Video games do not generate large streams of data, they generate individual values on demand. Your link says, to generate 8 bytes, chacha12 on modern hardware needs 24-45 cpb. That's 192-360 cycles to generate enough bits for a pseudorandom double-precision floating-point number. Xoshiro256+ [1], a relatively high-quality generator for this purpose, can do it with 11 single-cycle ALU ops. So unoptimized xoshiro256+ should be 17 times faster than optimized chacha12 on the best hardware. This is a classic latency vs. throughput issue.
Now, maybe you could optimize the use of a CSPRNG here by filling large buffer(s) and sampling values from them. Some warm-up time could go a long way. However, I fear that you would run into one or more of the following problems:
- stop-the-world pause to refill the buffer (e.g. single buffer, no threading)
- synchronization delays from mutex locks (e.g. ring buffer refilled from a background thread)
- high memory usage (e.g. rotating pool of buffers, atomically swapped)
Needless to say, none of these solutions is anywhere near as simple to implement as a non-cryptographic PRNG.

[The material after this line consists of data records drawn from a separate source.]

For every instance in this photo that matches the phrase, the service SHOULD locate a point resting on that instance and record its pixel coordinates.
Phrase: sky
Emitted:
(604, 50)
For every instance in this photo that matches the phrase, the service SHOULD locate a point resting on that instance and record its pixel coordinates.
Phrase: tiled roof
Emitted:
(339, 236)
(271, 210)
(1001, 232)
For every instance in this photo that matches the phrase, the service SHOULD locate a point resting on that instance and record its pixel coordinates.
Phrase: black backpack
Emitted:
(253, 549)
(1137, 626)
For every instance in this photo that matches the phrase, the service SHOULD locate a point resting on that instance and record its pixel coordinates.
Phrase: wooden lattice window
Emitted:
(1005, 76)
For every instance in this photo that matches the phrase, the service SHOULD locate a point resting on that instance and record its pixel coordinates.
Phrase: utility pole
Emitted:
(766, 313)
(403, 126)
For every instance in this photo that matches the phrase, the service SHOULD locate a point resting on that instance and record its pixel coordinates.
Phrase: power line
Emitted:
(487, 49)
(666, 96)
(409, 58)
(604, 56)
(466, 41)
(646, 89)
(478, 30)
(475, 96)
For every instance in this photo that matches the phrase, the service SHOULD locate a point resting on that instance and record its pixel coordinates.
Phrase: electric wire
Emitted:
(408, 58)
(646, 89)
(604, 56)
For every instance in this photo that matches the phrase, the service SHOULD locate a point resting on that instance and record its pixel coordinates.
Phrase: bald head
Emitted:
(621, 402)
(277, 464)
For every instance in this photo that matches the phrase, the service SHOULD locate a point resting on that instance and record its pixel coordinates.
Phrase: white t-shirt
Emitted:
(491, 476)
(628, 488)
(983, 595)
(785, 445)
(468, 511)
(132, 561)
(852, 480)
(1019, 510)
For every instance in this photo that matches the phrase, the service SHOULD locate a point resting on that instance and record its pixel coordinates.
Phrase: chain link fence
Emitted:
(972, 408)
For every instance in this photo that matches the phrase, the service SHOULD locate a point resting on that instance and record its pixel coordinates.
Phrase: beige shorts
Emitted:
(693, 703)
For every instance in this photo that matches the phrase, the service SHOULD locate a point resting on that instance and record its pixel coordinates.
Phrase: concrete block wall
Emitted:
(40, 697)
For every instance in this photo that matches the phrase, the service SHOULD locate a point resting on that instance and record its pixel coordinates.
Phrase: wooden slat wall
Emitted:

Now let's consider determinism. Video games generally use a lot of differently seeded instances of the same PRNG algorithm to provide random numbers in different parts of the simulation. Since each part may demand random numbers at different rates, it's hard to replace several independent PRNGs with a single PRNG without compromising determinism. In the 4096 bytes necessary to run one instance of chacha12 at its maximum efficiency, you can fit 128 instances of xoshiro256+ or 512 instances of splitmix64 [2].
[1] = https://prng.di.unimi.it/xoshiro256plus.c
[2] = https://github.com/svaarala/duktape/blob/master/misc/splitmi...